The Board of Governors has not said ‘no’ to Sustainable Trent’s fossil fuel divestment proposal, but they have not said ‘yes’ either.
While we understand divestment is a complicated process, our proposal is to “immediately freeze any new investment in fossil-fuel companies, and to divest from direct ownership and from any commingled funds that include fossil-fuel public equities and corporate bonds within five years.”
Five years provides more than enough time for Trent to divest in a way that is aligned with it’s fiduciary duty. Therefore, the demand we are making, for the Board of Governors to vote in favor of Sustainable Trent’s fossil fuel divestment at their next meeting in March, is a completely reasonable one.
Trent has an opportunity to be a leader in the divestment movement by becoming the first university in Canada to commit to fully divest. With the exception of Concordia University, that recently set aside $5 million of their $130 million dollar endowment for fossil fuel-free investments, no school in Canada has committed to taking the first steps to fully divest from fossil fuels. Schools in the US have reported increased enrollment and donations after publicly announcing they will divest from fossil fuels.
If Trent is a leader in fossil fuel divestment, and becomes the first Canadian school to divest, it will have an extremely positive effect on the reputation of the university. It will also set the stage for other, bigger schools like the University of Toronto or Dalhousie to do the same, potentially being the catalyst in triggering a snowball effect with the ability to massively impact the reign of the fossil fuel industry and the tar sands in Canada.
Let’s remind ourselves what the purpose of the fossil fuel divestment campaign is. Divestment aims to delegitimize the social license of the fossil fuel industry by demonstrating that large institutions, like universities, believe it is immoral to profit off of those companies.
If you own fossil fuel stock, you own climate change. Fossil fuel companies have major influence on government through political donations, election campaigns, and television ads in the same way tobacco once did. They have successfully blocked any meaningful action by the Canadian government to significantly reduce carbon emissions to date.

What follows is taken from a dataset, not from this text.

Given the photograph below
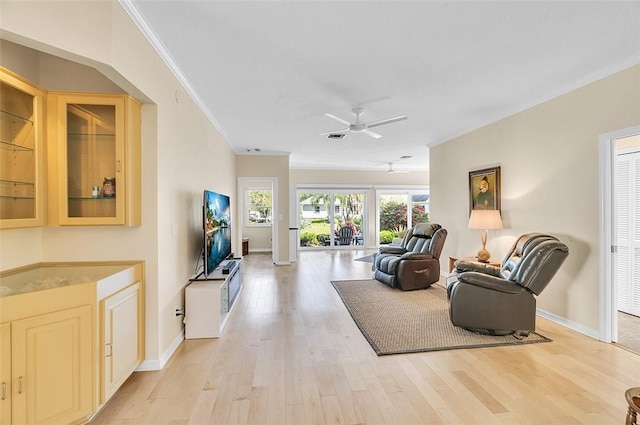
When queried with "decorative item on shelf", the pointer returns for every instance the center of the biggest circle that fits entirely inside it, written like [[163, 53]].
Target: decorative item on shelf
[[484, 220], [109, 187]]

Divestment aims to turn fossil fuel companies into moral pariahs in the hopes that their political stranglehold will be weakened.
This process needs to happen sooner rather than later. The Board’s response to our proposal tells me they assume we have time to spare. This is simply not the case. 2014 was the hottest year on record, and at the end of this year the United Nations Climate Change Conference will take place in Paris, in what will possibly be the most important meeting of world leaders regarding climate change in history.
This meeting may lead to the development of a global legally binding emissions reduction agreement. If the process of eroding the political stranglehold of fossil fuel companies begins before this meeting, it is more likely that a legally binding agreement will be made between countries, an agreement that we so need to combat climate change.
That is why Trent, and universities and colleges across Canada following in our footsteps, need to commit to divestment now. The Board of Governors must vote in favour of Sustainable Trent’s fossil fuel divestment proposal at their next meeting in March. We’re happy the Board has been so open and welcoming to us, but that falls short of what we’re asking for. Good intentions do not equal action.
At the end of the day, history will remember us for being bold and being the first school in Canada to completely divest from fossil fuels. It surely won’t remember us for anything less than that.